Кусок не лез в горло, да и сетования Марьюшки (как по-за глаза я называл мать) – словно наждак для души и всякое доброрадное чувство, если и возникнет вдруг у бобыля, изотрут в порошок.
В сенях за спиною гулко всхлопала дверь, зашлепали по скрипучим древним половицам материны хлябающие на ногах валяные отопки. Я вздрогнул, как бы уличенный за дурным, вынырнул из дум и только тут понял, как глубоко ушел в размышления. Оказывается, работа ума имеет заразительное свойство, сходное с болезнью: она не оставляет человека ни на миг, угнездясь где-то в сознании и постоянно растравливая его, расчесывая, как чесоточный лишай. А ведь можно и не вынырнуть, братцы, иссякнуть, захлебнуться в бесплодных раздумьях, заблудиться в неведомых лабиринтах, откуда не выведет на белый свет и спасительный клубок материной пряжи.
Чтобы не видеть мать, хромыляя, я кособоко спустился с крыльца. Когда тебя не видят со стороны, можно быть самим собою, выпустить из узды каждую мясинку тела, расслабиться.

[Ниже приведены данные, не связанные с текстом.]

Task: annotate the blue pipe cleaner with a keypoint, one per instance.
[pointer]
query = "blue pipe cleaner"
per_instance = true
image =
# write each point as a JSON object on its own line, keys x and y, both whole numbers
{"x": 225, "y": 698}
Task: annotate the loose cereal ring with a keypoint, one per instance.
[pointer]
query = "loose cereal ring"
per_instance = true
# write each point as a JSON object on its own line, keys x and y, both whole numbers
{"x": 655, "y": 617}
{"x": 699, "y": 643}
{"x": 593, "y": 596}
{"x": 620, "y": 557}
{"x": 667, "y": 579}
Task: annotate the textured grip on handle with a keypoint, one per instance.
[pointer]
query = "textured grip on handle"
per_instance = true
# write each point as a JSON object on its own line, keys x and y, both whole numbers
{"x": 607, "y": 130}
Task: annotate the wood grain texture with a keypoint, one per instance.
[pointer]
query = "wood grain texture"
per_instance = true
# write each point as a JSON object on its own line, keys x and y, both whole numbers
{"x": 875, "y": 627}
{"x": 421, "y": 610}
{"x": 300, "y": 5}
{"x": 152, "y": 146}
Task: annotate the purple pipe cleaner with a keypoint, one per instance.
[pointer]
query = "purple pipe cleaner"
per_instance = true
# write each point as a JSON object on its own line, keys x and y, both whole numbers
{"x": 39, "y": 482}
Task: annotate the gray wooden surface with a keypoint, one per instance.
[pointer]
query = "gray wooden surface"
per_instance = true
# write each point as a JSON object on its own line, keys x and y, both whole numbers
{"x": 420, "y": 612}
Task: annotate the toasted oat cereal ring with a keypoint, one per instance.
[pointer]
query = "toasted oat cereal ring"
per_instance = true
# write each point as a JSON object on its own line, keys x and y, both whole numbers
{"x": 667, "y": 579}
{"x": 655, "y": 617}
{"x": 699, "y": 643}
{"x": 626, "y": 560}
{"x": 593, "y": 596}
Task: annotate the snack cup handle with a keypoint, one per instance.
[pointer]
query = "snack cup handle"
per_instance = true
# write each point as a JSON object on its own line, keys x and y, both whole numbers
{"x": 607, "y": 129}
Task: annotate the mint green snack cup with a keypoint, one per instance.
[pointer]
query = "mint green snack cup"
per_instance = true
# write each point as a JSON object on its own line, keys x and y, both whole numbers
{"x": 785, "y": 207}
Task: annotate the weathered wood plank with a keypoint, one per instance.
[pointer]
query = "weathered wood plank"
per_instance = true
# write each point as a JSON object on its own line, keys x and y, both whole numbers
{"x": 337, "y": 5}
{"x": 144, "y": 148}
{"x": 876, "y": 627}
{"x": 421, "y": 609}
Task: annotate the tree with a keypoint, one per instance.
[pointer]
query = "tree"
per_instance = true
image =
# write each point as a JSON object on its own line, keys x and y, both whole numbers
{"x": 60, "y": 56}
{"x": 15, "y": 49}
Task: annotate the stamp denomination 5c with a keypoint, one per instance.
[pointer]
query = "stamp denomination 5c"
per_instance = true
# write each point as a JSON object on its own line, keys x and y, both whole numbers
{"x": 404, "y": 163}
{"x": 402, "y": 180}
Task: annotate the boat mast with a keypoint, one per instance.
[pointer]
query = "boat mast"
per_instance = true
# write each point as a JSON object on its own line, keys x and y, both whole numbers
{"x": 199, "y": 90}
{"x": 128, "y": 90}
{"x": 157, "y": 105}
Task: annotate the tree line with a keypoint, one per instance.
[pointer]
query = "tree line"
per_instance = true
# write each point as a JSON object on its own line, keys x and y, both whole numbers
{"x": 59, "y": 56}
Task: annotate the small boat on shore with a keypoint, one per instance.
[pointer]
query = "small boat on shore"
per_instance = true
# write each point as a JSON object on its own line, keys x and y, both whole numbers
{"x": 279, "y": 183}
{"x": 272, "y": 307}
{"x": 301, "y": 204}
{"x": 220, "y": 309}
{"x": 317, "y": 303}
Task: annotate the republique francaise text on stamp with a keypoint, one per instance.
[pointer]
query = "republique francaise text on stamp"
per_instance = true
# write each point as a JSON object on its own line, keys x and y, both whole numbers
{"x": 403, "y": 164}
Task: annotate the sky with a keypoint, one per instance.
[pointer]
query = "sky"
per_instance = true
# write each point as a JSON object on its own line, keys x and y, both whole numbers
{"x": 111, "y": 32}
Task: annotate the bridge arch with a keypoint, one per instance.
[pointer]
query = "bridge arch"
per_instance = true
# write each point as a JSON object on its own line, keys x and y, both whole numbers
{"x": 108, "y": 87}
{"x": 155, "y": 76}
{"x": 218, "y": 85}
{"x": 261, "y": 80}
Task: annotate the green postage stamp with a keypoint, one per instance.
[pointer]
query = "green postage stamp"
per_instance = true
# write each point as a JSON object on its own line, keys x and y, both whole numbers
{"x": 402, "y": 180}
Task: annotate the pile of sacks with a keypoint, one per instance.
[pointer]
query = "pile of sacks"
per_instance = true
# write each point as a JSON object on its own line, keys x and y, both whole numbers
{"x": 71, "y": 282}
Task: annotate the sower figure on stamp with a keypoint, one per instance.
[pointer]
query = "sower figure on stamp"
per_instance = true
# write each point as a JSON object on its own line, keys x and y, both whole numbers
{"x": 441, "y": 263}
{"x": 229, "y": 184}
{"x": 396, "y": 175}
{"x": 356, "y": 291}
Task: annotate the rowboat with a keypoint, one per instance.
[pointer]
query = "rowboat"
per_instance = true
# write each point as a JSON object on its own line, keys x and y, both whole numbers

На заулке топтун-трава, где недоставало солнца, росла толстым ворсистым ковром и сладко щекотала босые плюсны. От пальцев ног по невидимым ручьям пролился электрический ток; меня как бы примкнули к небесным проводам, и каржавая головенка моя оживела, сбросила дремный туман, будто омытая утренней росою. Между матерью-землею и пластами воздуха, как между двумя конденсаторными пластинами, выросло мое квелое тельце психолога-душеведа, вызволив из небытия слабо потрескивающую невидимую молонью. А может, это в позвонках шеи хрустнуло ненароком, когда я повел головою, чтобы пообсмотреться?
В передней половине, где живут Бариновы, мать с сыном, пока тихо, несмотря на Петровщину. Дом тремя окнами выходит на речку Проню; от широкой воды отделяет лишь неширокий клочковатый наволочек, который прежде выкашивали, да куртина высокого тростника; голубоватые искры от заводи слабо проблескивают сквозь заросли жирной приречной дурнины, и лишь длинный мосток о две половицы да крашеная в зеленую краску лодчонка-плоскодонка, сшитая из двух широких набоев и примкнутая на амбарный замок к железной штанге, и выдают, что река рядом и по ней можно плыть по нужде долго и далеко...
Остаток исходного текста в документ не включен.